Shopping for Your ‘True Love’? This Year’s List Is Cheaper and Shorter
PITTSBURGH – If you’re shopping for your true love this Christmas season, you’re in for a substantial discount, as PNC’s annual Christmas Price Index has fallen 58.5% from last year.
Calculated annually since 1984, the index catalogues the price of buying each gift in “The 12 Days of Christmas.” This year’s total, the bank reports, is $16,168.10. The “true cost” of the gifts – that is, buying each gift as it’s repeated in the song, for a total of 364 gifts – is $105,561.80, down from $170,298.03 in 2019.
The drop in price is due to the lack of availability for live performers – nine ladies dancing, 10 lords-a-leaping, 11 pipers piping and 12 drummers drumming – because of the coronavirus pandemic.
“While some performing arts groups are finding ways to engage, such as through virtual presentations, it’s a silent night at most symphonies and the lights have dimmed on many dance companies, as reflected in this year’s significant drop in PNC’s CPI data,” said Amanda Agati, chief investment strategist for PNC Financial Services Group, in the report.
“These artisans, like many consumers, have another round of fiscal stimulus at the top of their Christmas wish lists as regional economic restrictions go back into effect for the holidays,” she continued. “Advocates for the arts are not out of options for the performance-lover on their nice list, as many performing arts organizations are holding virtual performances and are grateful for donations this COVID-19 Christmas.”
The largest year-to-year price increases came in purchase of fowl for your true love, as the price of two turtle doves rose 50% to $450, three French hens rose 15.7% $210 to and six geese (a-laying, naturally) rose 35.7% to $570. The price of seven swans held steady at $13,125.
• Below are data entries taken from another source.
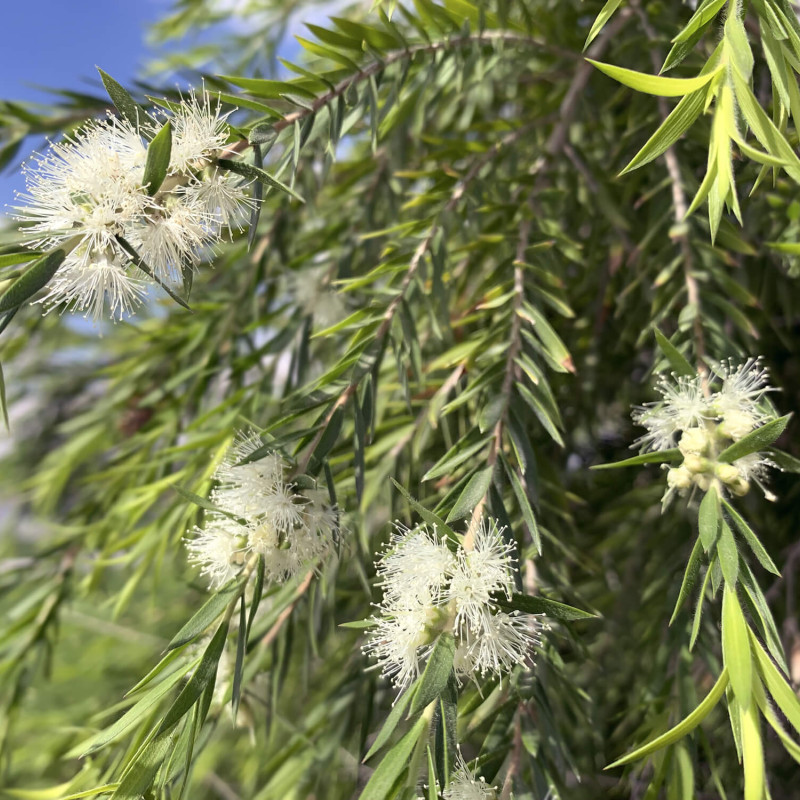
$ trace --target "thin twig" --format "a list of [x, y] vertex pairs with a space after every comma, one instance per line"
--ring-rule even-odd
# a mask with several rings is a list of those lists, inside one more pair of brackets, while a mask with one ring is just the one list
[[[647, 34], [648, 38], [655, 42], [657, 35], [647, 14], [642, 10], [638, 0], [632, 3], [634, 13], [639, 17], [642, 28]], [[653, 69], [656, 72], [660, 70], [660, 57], [655, 48], [650, 49], [650, 60], [653, 64]], [[662, 120], [669, 116], [669, 107], [667, 101], [663, 97], [658, 98], [658, 114]], [[697, 285], [697, 279], [694, 276], [694, 254], [692, 253], [692, 245], [689, 241], [689, 229], [686, 223], [686, 214], [689, 210], [689, 205], [686, 202], [686, 192], [683, 186], [683, 178], [681, 177], [681, 168], [678, 163], [678, 156], [675, 154], [673, 147], [668, 147], [663, 155], [664, 164], [667, 167], [667, 174], [669, 175], [672, 184], [672, 207], [675, 214], [675, 227], [673, 228], [672, 238], [678, 242], [681, 248], [681, 256], [683, 259], [683, 281], [686, 286], [686, 297], [689, 305], [694, 306], [694, 326], [692, 332], [694, 335], [694, 349], [695, 357], [697, 359], [698, 372], [703, 376], [703, 390], [708, 392], [707, 385], [707, 367], [705, 365], [705, 334], [703, 333], [703, 323], [700, 318], [700, 290]]]

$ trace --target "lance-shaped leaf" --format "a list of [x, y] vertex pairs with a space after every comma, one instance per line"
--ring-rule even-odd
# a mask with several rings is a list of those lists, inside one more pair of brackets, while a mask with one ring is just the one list
[[764, 685], [789, 724], [800, 733], [800, 700], [752, 631], [750, 631], [750, 644]]
[[560, 619], [562, 622], [575, 622], [580, 619], [597, 619], [597, 614], [590, 614], [588, 611], [581, 611], [574, 606], [566, 603], [559, 603], [556, 600], [548, 600], [546, 597], [531, 594], [515, 593], [511, 598], [498, 593], [492, 597], [495, 605], [503, 611], [522, 611], [525, 614], [545, 614], [553, 619]]
[[97, 67], [100, 79], [103, 81], [108, 96], [114, 107], [119, 111], [120, 116], [133, 125], [134, 130], [139, 130], [142, 123], [147, 119], [147, 112], [140, 106], [120, 83], [117, 83], [107, 72], [103, 72]]
[[663, 75], [648, 75], [645, 72], [615, 67], [613, 64], [604, 64], [602, 61], [594, 61], [591, 58], [586, 60], [610, 78], [619, 81], [623, 86], [658, 97], [684, 97], [696, 92], [710, 83], [720, 71], [718, 67], [713, 72], [698, 75], [696, 78], [665, 78]]
[[694, 378], [697, 375], [697, 370], [686, 360], [678, 348], [658, 328], [654, 327], [653, 333], [659, 350], [667, 357], [667, 361], [669, 361], [674, 372], [686, 378]]
[[37, 258], [0, 295], [0, 314], [5, 314], [18, 308], [26, 300], [33, 297], [39, 289], [46, 286], [66, 257], [67, 254], [59, 249]]
[[441, 695], [453, 671], [453, 658], [456, 654], [456, 640], [452, 633], [442, 633], [436, 640], [428, 657], [419, 688], [408, 712], [409, 717], [419, 714], [425, 706]]
[[792, 418], [791, 414], [786, 414], [783, 417], [768, 422], [760, 428], [751, 431], [747, 436], [743, 436], [738, 442], [734, 442], [730, 447], [726, 447], [717, 456], [717, 461], [723, 461], [730, 464], [744, 456], [749, 456], [751, 453], [757, 453], [765, 447], [769, 447], [785, 430]]
[[380, 733], [372, 743], [372, 747], [370, 747], [370, 749], [367, 751], [367, 754], [364, 756], [364, 761], [368, 761], [370, 758], [372, 758], [372, 756], [374, 756], [375, 753], [377, 753], [386, 744], [386, 742], [389, 741], [389, 738], [395, 732], [398, 724], [403, 719], [403, 714], [405, 713], [408, 704], [414, 698], [417, 687], [419, 686], [419, 681], [420, 679], [417, 678], [417, 680], [394, 701], [392, 710], [389, 712], [389, 716], [386, 717], [386, 721], [383, 723]]
[[[242, 608], [244, 608], [244, 605]], [[200, 699], [200, 695], [203, 694], [206, 686], [213, 685], [217, 676], [217, 665], [225, 648], [227, 635], [228, 623], [225, 621], [219, 626], [217, 632], [208, 643], [208, 647], [206, 647], [203, 657], [192, 673], [189, 682], [183, 687], [169, 711], [164, 715], [164, 719], [161, 720], [161, 726], [158, 729], [159, 734], [168, 731]], [[244, 635], [244, 631], [241, 632], [241, 635]]]
[[685, 719], [681, 720], [674, 728], [670, 728], [670, 730], [668, 730], [666, 733], [662, 733], [661, 736], [653, 739], [652, 742], [648, 742], [642, 747], [634, 750], [632, 753], [628, 753], [628, 755], [618, 758], [613, 764], [609, 764], [606, 769], [621, 767], [624, 764], [630, 764], [632, 761], [637, 761], [640, 758], [649, 756], [651, 753], [655, 753], [656, 750], [660, 750], [662, 747], [674, 744], [686, 736], [686, 734], [691, 733], [711, 713], [714, 706], [717, 705], [722, 696], [725, 694], [725, 689], [727, 686], [728, 671], [723, 669], [719, 678], [717, 678], [717, 682], [711, 688], [711, 691], [705, 696], [703, 702], [700, 703], [700, 705], [697, 706], [697, 708], [695, 708], [691, 714], [689, 714]]
[[747, 622], [736, 596], [736, 587], [727, 582], [722, 593], [722, 660], [736, 701], [747, 709], [753, 688], [753, 658]]
[[[145, 275], [147, 275], [151, 280], [155, 281], [179, 306], [185, 308], [187, 311], [192, 311], [189, 304], [182, 298], [180, 295], [175, 294], [172, 289], [167, 286], [161, 278], [156, 275], [155, 272], [148, 266], [145, 260], [136, 252], [136, 248], [127, 240], [124, 239], [122, 236], [115, 236], [114, 237], [117, 241], [117, 244], [125, 251], [128, 255], [130, 260], [142, 271]], [[194, 312], [192, 312], [194, 313]]]
[[211, 595], [195, 615], [175, 634], [167, 649], [172, 650], [188, 644], [204, 633], [209, 625], [218, 619], [220, 614], [233, 602], [241, 591], [243, 582], [244, 578], [241, 576], [234, 578], [216, 594]]
[[220, 158], [217, 161], [217, 164], [222, 169], [227, 169], [230, 172], [235, 172], [237, 175], [242, 175], [245, 178], [250, 178], [251, 180], [266, 184], [267, 186], [271, 186], [273, 189], [279, 189], [281, 192], [285, 192], [291, 197], [294, 197], [295, 200], [305, 203], [305, 200], [299, 194], [297, 194], [297, 192], [292, 189], [291, 186], [287, 186], [282, 181], [279, 181], [277, 178], [270, 175], [266, 170], [263, 170], [254, 164], [248, 164], [245, 161], [232, 161], [229, 158]]
[[144, 165], [142, 186], [152, 197], [164, 183], [169, 170], [169, 159], [172, 154], [172, 123], [165, 122], [161, 130], [153, 137], [147, 148], [147, 161]]
[[666, 461], [677, 461], [683, 454], [677, 447], [669, 450], [654, 450], [652, 453], [640, 453], [638, 456], [614, 461], [611, 464], [595, 464], [590, 469], [619, 469], [620, 467], [637, 467], [640, 464], [661, 464]]
[[420, 737], [428, 732], [428, 720], [421, 716], [414, 727], [383, 757], [361, 793], [362, 800], [387, 800], [394, 797], [392, 789], [408, 766], [411, 753]]
[[595, 17], [592, 27], [589, 28], [589, 35], [583, 43], [583, 49], [586, 48], [595, 40], [597, 35], [606, 26], [606, 23], [614, 15], [614, 12], [619, 8], [622, 0], [606, 0], [606, 4], [600, 9], [600, 13]]
[[761, 564], [764, 569], [768, 570], [773, 575], [780, 575], [780, 570], [775, 566], [775, 562], [770, 558], [769, 553], [764, 549], [764, 545], [761, 544], [758, 537], [745, 522], [742, 515], [739, 514], [739, 512], [727, 500], [723, 500], [722, 505], [730, 515], [731, 519], [739, 530], [739, 533], [744, 536], [745, 541], [753, 551], [753, 555], [758, 559], [759, 564]]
“The inability for consumers to eat at restaurants or even get takeout during the lockdowns drove an increased need for cooking at home, leading to an unexpected increase in demand (and subsequently prices) for our fowl friends. COVID-19 accelerated the trend toward backyard farming that has been slowly catching on over the last few years,” Agati says.
The only other gifts that posted a price increase over last year are gold rings (five of them) at $945.
More information on PNC’s Christmas Price Index can be found HERE.
In the order they’re sung in the traditional song, the prices of each gift and they’re change from last year are:
- One partridge in a pear tree – $210.18, even. (Partridge – $20.18, pear tree – $190.)
- Two turtle doves – $450, even.
- Three French hens – $210, up 15.7%.
- Four calling birds – $599.96, even.
- Five gold rings – $945, up 14.5%.
- Six geese-a-laying – $570, up 35.7%.
- Seven swans-a-simming – $13,125, even.
- Eight maids-a-milking – $58, even.
- Nine ladies dancing – unavailable.
- 10 lords-a-leaping – unavailable.
- 11 pipers piping – unavailable.
- 12 drummers drumming – unavailable.
For tech-savvy true loves, the increased demand for online shopping has factored into the price index as well, with buying all possible gifts online costing an additional $4,186.95 over in-person shopping, for a grand total of $20,355.09. An internet-only “true cost” is $133,355.96.
“Despite excluding the items that were unavailable due to COVID-19, we still saw a 2.9% increase in the PNC CPI,” Agati says. “The largest price increases this year have come in the food and exotic pet categories. While this may initially seem like inflation is already here and potentially problematic, the categories depicted are very narrow and specialized. This isn’t indicative of a broad-based inflation spike.”